Renewal at the Chrism Mass – Updated

In Paul Turner's Blog by Paul Turner

Q: Love to get your items; they are so fascinating.  Regarding the Chrism Mass, here are some suggestions re a more ample response:

A. Sacrosanctum Concilium, No. 22, (3):  “Therefore (sic)  no other person,  not even a priest, may add, remove, or change anything in the liturgy on his own authority.”  (Vatican II Constitution on the Sacred Liturgy, Dec. 4, 1963).
B.  Canon 846:  “In celebrating the sacraments (Eucharist too) the liturgical books approved by competent authority are to be observed faithfully; accordingly, no one is to add, omit, or alter anything in them on one’s own authority.”
C.  De ecclesiae mysterio, Article 8, page 44:  “To avoid creating confusion, certain practices are to be avoided and eliminated where such have emerged in particular Churches: association with the renewal of promises made by priests at the Christmas Mass on Holy Thursday, as well as other categories of the faithful who renew religious vows or receive a mandate as extraordinary ministers of Holy Communion;”  (This document was approved by eight Roman dicasteries and St. John Paul II on August 15, 1997.)


A: Thank you. I’d forgotten about that item from 1997.


Q: I am wondering about the possibility of the Church permitting bishops and deacons to renew the promises made at their respective ordinations during the Chrism Mass as priests do. I ask this realizing that the Chrism Mass is when the Holy Oils are blessed and consecrated and that it is a day to celebrate the unity of local Church, especially its priests, with its bishop. But what I do not understand is why priests alone renew their promises at the Mass. As far as I can tell, bishops renew the promises made when they were ordained priests and not when they were ordained bishops. Am I remembering that correctly? And deacons do not seem to renew their promises at all, at least not at the Chrism Mass.

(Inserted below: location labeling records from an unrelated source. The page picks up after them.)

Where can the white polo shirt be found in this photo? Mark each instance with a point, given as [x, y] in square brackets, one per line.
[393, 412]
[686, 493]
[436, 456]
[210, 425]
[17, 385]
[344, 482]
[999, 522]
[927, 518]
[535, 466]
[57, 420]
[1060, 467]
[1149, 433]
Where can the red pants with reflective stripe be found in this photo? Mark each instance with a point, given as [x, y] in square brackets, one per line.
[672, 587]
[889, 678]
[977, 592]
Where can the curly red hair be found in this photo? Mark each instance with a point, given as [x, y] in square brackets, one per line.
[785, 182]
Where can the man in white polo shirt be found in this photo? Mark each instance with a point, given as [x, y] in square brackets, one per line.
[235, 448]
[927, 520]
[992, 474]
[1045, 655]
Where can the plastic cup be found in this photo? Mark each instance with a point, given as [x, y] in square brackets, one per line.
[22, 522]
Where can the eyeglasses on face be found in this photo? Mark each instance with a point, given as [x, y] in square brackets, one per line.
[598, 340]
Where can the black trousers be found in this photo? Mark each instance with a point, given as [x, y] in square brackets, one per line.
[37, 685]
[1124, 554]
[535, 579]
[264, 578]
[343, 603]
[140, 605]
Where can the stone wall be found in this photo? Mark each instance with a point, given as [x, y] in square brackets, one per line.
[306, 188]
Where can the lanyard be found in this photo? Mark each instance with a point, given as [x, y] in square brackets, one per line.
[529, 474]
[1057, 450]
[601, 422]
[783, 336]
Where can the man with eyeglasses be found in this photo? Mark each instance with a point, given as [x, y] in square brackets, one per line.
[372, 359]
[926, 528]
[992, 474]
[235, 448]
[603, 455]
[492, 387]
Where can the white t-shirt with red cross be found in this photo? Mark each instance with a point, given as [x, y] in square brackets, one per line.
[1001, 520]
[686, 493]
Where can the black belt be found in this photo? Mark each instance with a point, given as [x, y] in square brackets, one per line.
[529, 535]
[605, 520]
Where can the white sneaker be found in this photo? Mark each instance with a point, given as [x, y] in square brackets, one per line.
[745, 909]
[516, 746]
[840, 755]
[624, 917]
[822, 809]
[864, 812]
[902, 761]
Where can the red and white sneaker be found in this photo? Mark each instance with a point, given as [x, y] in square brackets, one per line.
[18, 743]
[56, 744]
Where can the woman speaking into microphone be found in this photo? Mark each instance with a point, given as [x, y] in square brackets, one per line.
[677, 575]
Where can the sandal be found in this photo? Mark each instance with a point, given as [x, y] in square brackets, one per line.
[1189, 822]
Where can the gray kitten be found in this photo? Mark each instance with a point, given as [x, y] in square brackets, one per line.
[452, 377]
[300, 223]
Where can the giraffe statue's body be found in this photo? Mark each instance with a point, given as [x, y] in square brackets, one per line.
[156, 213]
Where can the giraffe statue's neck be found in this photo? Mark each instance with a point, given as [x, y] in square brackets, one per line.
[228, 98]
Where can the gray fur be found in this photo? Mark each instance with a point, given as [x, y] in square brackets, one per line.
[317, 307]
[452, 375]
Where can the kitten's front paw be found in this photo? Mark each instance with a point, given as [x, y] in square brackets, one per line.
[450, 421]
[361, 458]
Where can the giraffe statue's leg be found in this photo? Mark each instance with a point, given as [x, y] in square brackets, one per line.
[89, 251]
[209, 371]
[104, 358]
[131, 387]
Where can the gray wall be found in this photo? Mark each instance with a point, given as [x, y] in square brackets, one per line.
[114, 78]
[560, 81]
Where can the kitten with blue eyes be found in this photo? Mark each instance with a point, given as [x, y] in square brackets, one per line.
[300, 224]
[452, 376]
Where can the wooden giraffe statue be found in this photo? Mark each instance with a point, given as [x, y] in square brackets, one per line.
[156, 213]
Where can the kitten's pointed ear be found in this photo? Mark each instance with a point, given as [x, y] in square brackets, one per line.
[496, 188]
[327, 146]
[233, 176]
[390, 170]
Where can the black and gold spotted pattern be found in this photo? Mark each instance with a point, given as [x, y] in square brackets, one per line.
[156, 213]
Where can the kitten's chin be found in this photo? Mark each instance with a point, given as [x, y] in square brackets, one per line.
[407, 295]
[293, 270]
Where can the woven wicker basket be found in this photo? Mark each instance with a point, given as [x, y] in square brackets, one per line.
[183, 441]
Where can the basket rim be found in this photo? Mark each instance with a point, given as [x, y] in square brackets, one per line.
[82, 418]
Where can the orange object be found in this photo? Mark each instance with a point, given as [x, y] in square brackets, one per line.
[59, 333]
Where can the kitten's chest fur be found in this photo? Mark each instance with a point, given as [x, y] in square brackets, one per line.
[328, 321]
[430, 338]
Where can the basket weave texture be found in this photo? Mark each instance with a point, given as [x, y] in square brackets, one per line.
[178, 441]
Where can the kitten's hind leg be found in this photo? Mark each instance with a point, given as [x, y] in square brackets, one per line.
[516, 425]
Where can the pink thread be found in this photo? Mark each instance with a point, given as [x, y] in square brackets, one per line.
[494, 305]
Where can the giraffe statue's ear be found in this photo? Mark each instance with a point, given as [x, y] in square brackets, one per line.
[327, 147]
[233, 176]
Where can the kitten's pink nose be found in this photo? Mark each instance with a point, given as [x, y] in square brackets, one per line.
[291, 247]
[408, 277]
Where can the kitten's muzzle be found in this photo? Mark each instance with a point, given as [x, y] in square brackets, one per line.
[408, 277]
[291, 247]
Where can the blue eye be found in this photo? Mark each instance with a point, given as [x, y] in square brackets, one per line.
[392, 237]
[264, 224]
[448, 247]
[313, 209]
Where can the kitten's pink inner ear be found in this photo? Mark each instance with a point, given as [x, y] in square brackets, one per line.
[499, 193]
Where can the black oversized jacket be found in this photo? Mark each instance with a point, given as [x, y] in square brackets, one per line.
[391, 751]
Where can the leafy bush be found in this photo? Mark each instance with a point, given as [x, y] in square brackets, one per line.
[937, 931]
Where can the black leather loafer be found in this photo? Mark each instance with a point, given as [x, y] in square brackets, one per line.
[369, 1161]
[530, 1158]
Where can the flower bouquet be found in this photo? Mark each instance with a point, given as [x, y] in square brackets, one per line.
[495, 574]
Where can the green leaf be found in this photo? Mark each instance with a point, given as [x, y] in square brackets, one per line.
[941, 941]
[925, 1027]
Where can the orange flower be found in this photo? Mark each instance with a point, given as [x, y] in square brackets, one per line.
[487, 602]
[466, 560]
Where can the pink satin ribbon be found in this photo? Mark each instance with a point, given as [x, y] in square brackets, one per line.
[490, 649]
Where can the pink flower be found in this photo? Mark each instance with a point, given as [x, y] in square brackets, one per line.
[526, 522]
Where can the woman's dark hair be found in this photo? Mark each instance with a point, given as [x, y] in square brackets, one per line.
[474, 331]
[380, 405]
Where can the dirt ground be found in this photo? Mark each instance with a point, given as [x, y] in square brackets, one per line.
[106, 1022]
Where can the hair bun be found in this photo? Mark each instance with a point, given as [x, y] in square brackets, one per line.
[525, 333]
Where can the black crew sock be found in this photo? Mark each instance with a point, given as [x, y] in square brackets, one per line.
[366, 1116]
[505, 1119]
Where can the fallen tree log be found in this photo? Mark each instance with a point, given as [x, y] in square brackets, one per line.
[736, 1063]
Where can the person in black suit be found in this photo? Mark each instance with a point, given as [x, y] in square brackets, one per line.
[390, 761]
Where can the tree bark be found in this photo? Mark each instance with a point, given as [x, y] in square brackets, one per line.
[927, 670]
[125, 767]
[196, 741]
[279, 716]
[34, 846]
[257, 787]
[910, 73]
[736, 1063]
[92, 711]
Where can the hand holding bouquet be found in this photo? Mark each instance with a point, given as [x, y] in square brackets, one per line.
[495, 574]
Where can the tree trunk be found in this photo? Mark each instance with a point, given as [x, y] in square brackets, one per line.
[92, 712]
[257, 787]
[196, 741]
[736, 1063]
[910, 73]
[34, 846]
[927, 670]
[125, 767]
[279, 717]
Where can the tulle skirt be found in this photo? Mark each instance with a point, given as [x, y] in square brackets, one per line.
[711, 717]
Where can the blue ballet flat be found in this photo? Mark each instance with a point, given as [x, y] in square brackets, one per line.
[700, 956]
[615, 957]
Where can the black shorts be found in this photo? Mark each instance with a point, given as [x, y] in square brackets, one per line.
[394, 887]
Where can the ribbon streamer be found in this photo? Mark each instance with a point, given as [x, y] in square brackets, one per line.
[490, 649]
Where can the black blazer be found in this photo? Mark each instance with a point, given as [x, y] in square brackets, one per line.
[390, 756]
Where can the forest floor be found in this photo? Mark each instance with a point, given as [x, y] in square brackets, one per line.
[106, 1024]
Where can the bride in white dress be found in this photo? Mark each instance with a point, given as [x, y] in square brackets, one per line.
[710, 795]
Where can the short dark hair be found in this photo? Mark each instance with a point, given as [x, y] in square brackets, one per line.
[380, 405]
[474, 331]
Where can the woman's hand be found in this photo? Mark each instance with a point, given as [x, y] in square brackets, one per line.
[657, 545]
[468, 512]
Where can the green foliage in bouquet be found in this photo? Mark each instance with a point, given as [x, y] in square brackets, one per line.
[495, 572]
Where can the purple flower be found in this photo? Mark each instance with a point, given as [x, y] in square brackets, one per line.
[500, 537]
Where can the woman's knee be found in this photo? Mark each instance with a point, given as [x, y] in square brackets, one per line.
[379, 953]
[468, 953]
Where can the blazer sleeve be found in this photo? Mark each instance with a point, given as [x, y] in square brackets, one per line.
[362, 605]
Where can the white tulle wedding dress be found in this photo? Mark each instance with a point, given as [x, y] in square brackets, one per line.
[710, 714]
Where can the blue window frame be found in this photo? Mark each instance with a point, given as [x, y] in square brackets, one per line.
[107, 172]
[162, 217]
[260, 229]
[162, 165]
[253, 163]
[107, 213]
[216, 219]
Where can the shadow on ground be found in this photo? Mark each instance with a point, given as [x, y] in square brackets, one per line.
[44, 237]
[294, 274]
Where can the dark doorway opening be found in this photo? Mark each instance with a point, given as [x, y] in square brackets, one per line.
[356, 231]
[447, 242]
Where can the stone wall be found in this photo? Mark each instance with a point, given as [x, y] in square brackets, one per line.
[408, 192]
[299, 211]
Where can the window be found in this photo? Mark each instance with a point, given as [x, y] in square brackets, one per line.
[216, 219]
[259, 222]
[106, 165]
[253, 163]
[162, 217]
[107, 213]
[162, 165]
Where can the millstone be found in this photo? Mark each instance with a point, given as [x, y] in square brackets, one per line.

A: I treat the origins of this custom in my book Glory in the Cross. It came at the initiative of the Congregation for the Clergy during the pontificate of St. Paul VI when priests and religious were leaving their ministry in great numbers.

It relates to the belief that Jesus instituted the priesthood when he instituted the eucharist at the Last Supper. The focus has therefore remained on priests, not on the other orders.

One could suggest that it be expanded, but others have suggested that it be removed because it is so tangential to the purpose of the chrism Mass and because many dioceses celebrate the chrism Mass on a day other than Holy Thursday.